0

I am filling datatable in dataset by iterating through collection and sorting it:

foreach (var item in items)
{
    DataRow newRow = dataTable.NewRow();
    contractRow["column1"] = item.Value1;
    contractRow["column2"] = item.Value2;
    dataTable.Rows.Add(newRow);
}
dataTable.DefaultView.Sort = "column1 asc";

Everything works fine.

But when I'm trying to generate datatable in parallel:

Parallel.ForEach(items, (item) =>
{
    DataRow newRow = dataTable.NewRow();
    contractRow["column1"] = item.Value1;
    contractRow["column2"] = item.Value2;
    lock (sync)
    {
        dataTable.Rows.Add(newRow);
    }
});
dataTable.DefaultView.Sort = "column1 asc";

sorting fails with

ArgumentException: An item with the same key has already been added.

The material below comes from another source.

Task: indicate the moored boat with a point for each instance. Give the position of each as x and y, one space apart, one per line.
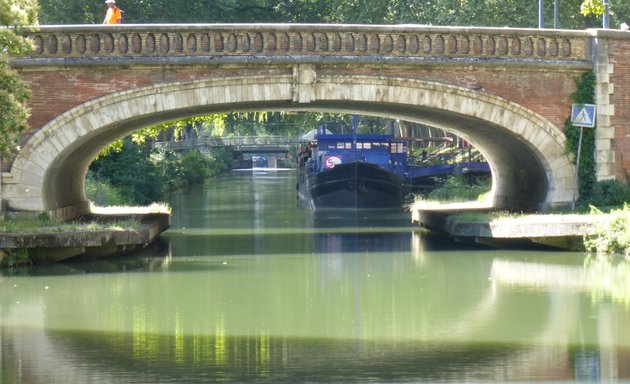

Any idea why this happens?

Pavel S.
  • 21
  • 4
  • how big is this datatable? *why* is it a datatable? there may be better sorting options available, but very few of them will apply to data-tables – Marc Gravell Mar 26 '18 at 15:29
  • The datatable has about 30 columns and up to 50 000 rows, depending on data required, and it grows by another thousand or two rows every month. The program obtains the data from numerous files, makes some calculations and exports the results to excel. Long time ago dataset seemed to be comfortable way to do it, but now gathering the data required takes too long. – Pavel S. Mar 26 '18 at 19:41
  • I hate to say it, but I think the first thing you need to do is: stop using data table. Once you've done that, there are *lots* of things you can do to make sorting incredibly fast - I've blogged about this extensively recently, for example – Marc Gravell Mar 27 '18 at 08:23

2 Answers2

0

You need to lock the entire section where DataTable is altered as they are not thread-safe for writing, but that defeats the purpose of having Parallel.ForEach in the first place.

lock (sync)
{
    DataRow newRow = dataTable.NewRow();
    contractRow["column1"] = item.Value1;
    contractRow["column2"] = item.Value2;
    dataTable.Rows.Add(newRow);
}

More info about thread safety for DataTable can be found here: Thread safety for DataTable

Vidmantas Blazevicius
  • 4,652
  • 2
  • 11
  • 30
0

The problem is that like a DataTable, a DataRow is only thread-safe for read operations. You have to sync for write operations. Assigning values to the ItemArray is a write operation, and is not thread-safe. You're likely getting two rows that have the same values for the table primary key, thus the error.

CDove
  • 1,940
  • 10
  • 19